For what purpose?
Creating an infinite loop that updates a file and commits it is hardly worthy of a job offer.
It's entirely possible that such a load test has been considered, but deemed non-realistic so not prioritised for some time. If I were running the QA team I'd be annoyed if time were spent on abusive destructive testing than realistic testing that real-world users may experience, especially because load testing like this would have to be on an identical environment to PROD so rather expensive.
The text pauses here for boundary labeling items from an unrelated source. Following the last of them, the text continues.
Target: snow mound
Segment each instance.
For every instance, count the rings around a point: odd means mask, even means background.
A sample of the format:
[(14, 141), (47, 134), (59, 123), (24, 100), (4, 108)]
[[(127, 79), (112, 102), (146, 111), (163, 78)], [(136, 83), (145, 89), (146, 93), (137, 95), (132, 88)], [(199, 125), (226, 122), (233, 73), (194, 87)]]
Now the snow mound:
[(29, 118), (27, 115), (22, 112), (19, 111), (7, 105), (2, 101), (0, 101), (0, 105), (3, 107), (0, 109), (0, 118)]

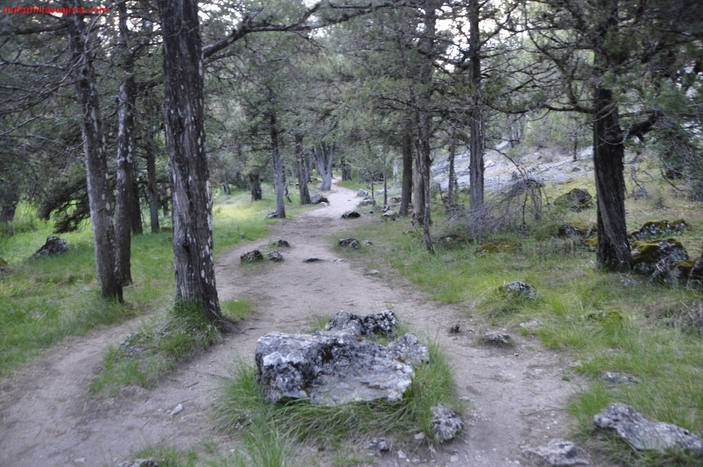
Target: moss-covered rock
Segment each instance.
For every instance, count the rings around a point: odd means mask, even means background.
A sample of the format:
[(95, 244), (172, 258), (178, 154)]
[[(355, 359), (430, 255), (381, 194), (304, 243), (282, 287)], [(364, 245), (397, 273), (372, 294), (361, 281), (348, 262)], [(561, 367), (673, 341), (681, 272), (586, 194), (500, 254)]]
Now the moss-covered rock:
[(691, 266), (687, 285), (694, 288), (703, 288), (703, 256), (699, 257)]
[(588, 190), (575, 188), (554, 200), (554, 205), (571, 211), (582, 211), (593, 205), (593, 197)]
[(683, 245), (673, 238), (638, 241), (631, 246), (635, 270), (644, 274), (668, 274), (674, 264), (688, 260)]
[(559, 227), (557, 236), (568, 238), (588, 238), (594, 235), (597, 225), (595, 222), (570, 222), (563, 224)]
[(476, 248), (476, 252), (479, 255), (486, 253), (506, 253), (517, 250), (520, 248), (520, 243), (514, 240), (496, 240), (479, 245)]
[(522, 281), (514, 281), (498, 288), (498, 293), (511, 298), (531, 300), (537, 296), (537, 292), (532, 284)]
[(645, 240), (646, 238), (657, 238), (665, 235), (678, 234), (685, 230), (688, 224), (683, 219), (677, 219), (669, 222), (664, 219), (661, 221), (650, 221), (645, 222), (639, 230), (630, 234), (632, 240)]

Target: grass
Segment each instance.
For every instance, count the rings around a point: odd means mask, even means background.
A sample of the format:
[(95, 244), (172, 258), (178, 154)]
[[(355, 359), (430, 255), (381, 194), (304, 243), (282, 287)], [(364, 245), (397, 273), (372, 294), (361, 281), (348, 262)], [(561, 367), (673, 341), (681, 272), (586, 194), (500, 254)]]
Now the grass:
[[(295, 193), (291, 196), (295, 203)], [(269, 186), (262, 201), (252, 202), (245, 192), (216, 199), (216, 258), (237, 243), (266, 235), (266, 226), (276, 221), (264, 217), (274, 205)], [(286, 208), (293, 215), (305, 209), (295, 205)], [(163, 221), (167, 226), (169, 219)], [(10, 374), (67, 336), (137, 316), (163, 315), (173, 303), (173, 250), (167, 229), (133, 237), (134, 284), (125, 288), (127, 305), (120, 306), (101, 296), (89, 223), (59, 236), (68, 245), (67, 253), (37, 260), (28, 258), (51, 235), (50, 222), (37, 219), (31, 207), (20, 205), (15, 221), (0, 223), (0, 257), (11, 269), (0, 274), (0, 376)], [(223, 306), (236, 318), (250, 312), (251, 304), (244, 300)]]
[(420, 432), (432, 440), (430, 408), (437, 404), (458, 407), (460, 404), (445, 355), (437, 345), (429, 348), (430, 363), (415, 368), (415, 379), (401, 401), (336, 407), (306, 400), (271, 404), (262, 394), (255, 369), (240, 363), (215, 404), (218, 425), (226, 433), (240, 435), (248, 453), (248, 465), (257, 466), (290, 465), (268, 459), (278, 459), (292, 446), (331, 448), (342, 453), (335, 465), (351, 465), (347, 463), (354, 463), (356, 452), (371, 437), (386, 437), (398, 447), (408, 445)]
[[(592, 182), (572, 181), (557, 194)], [(546, 188), (546, 189), (548, 189)], [(701, 254), (701, 203), (690, 201), (666, 184), (649, 188), (655, 196), (628, 198), (628, 230), (647, 221), (684, 218), (688, 231), (677, 236), (692, 257)], [(434, 235), (446, 229), (438, 204), (433, 209)], [(374, 244), (374, 260), (397, 270), (432, 300), (458, 304), (487, 322), (534, 335), (548, 348), (565, 352), (581, 362), (565, 372), (581, 375), (590, 384), (569, 404), (579, 422), (581, 442), (597, 452), (610, 453), (607, 465), (692, 466), (700, 457), (681, 453), (654, 455), (633, 452), (596, 434), (593, 416), (609, 404), (622, 402), (647, 416), (703, 435), (703, 293), (679, 285), (652, 282), (647, 276), (607, 274), (596, 269), (595, 254), (578, 241), (556, 238), (565, 222), (595, 222), (595, 210), (555, 212), (531, 232), (503, 234), (482, 241), (437, 245), (428, 253), (419, 233), (406, 233), (408, 223), (381, 223), (349, 233)], [(513, 241), (509, 252), (479, 252), (479, 243)], [(356, 257), (363, 261), (365, 257)], [(535, 286), (537, 296), (525, 300), (501, 296), (498, 288), (512, 281)], [(536, 329), (517, 325), (531, 319)], [(638, 383), (612, 384), (606, 371), (636, 378)]]

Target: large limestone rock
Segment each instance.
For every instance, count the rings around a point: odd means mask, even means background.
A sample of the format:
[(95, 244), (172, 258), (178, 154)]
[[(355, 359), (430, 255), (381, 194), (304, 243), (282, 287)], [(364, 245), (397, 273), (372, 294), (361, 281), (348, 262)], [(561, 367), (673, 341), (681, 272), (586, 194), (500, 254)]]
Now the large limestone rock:
[(310, 197), (310, 203), (311, 204), (320, 204), (321, 203), (330, 204), (330, 200), (318, 193)]
[(346, 331), (271, 333), (257, 342), (257, 374), (272, 402), (308, 399), (335, 407), (400, 400), (415, 376), (380, 344)]
[(68, 246), (66, 242), (57, 236), (50, 235), (46, 237), (46, 242), (41, 245), (41, 248), (34, 252), (32, 255), (32, 258), (40, 258), (45, 256), (53, 256), (68, 252)]
[(390, 310), (365, 316), (340, 311), (314, 334), (266, 334), (254, 355), (262, 390), (273, 402), (308, 399), (333, 407), (399, 400), (412, 383), (411, 365), (429, 362), (427, 348), (412, 334), (387, 346), (363, 338), (392, 338), (397, 326)]
[(703, 453), (703, 440), (688, 430), (650, 420), (624, 404), (613, 404), (593, 417), (599, 428), (614, 430), (623, 440), (640, 451), (683, 449)]

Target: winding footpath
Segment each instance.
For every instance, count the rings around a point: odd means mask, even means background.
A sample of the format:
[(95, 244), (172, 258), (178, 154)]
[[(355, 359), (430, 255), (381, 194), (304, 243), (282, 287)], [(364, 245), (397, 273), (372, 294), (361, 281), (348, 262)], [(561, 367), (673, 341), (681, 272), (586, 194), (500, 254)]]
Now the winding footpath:
[[(459, 394), (467, 401), (465, 428), (458, 438), (439, 449), (391, 451), (373, 465), (526, 465), (521, 446), (567, 435), (564, 407), (578, 390), (574, 381), (562, 380), (567, 357), (520, 335), (514, 336), (512, 347), (482, 346), (477, 337), (490, 326), (472, 317), (470, 305), (428, 302), (390, 271), (365, 274), (359, 260), (344, 258), (334, 248), (335, 238), (349, 236), (352, 224), (378, 222), (378, 215), (342, 219), (341, 214), (354, 208), (359, 198), (336, 186), (328, 198), (329, 206), (278, 222), (266, 238), (221, 255), (216, 264), (220, 299), (251, 298), (257, 313), (241, 324), (238, 333), (226, 336), (157, 388), (127, 388), (115, 398), (88, 392), (106, 348), (138, 328), (139, 319), (67, 339), (0, 381), (0, 466), (115, 466), (146, 447), (200, 450), (213, 442), (226, 453), (233, 442), (210, 423), (218, 376), (226, 376), (238, 361), (252, 362), (259, 337), (274, 331), (306, 331), (314, 317), (331, 316), (340, 309), (358, 314), (393, 309), (421, 340), (436, 340), (444, 349)], [(273, 250), (279, 238), (291, 245), (281, 249), (283, 262), (240, 266), (242, 253), (254, 248)], [(325, 260), (303, 262), (310, 257)], [(460, 332), (450, 334), (456, 324)], [(181, 409), (174, 410), (179, 406)], [(318, 465), (328, 465), (328, 461), (321, 457)]]

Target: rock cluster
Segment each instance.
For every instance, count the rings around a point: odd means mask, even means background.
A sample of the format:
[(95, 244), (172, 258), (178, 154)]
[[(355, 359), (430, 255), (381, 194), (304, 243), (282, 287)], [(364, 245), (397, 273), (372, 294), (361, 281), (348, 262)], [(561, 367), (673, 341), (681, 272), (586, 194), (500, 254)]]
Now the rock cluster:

It reminds me of that old QA joke:
A QA engineer walks into a bar and orders a beer. She orders 2 beers.
She orders 0 beers.
She orders -1 beers.
She orders a lizard.
She orders a NULLPTR.
She tries to leave without paying.
Satisfied, she declares the bar ready for business. The first customer comes in an orders a beer. They finish their drink, and then ask where the bathroom is.
The bar explodes.
GitHub hasn't failed here - it continued to perform at normal levels for other users, so far as I can see, and they had an upstream process which caught the issue without the system failing. Maybe some exploratory testing had previously identified where that process should kick in, but without having an automated process since it was so unlikely to happen.
Not really. GitHub has been around for over a decade. People bother with problems that have a realistic chance of happening. If GitHub didn't bothered to rate limit commits it means it was a potential issue that didn't manifested itself for over a decade.
People tend to bother about problems that happen. Otherwise everyone would be freaking out because of killer asteroids.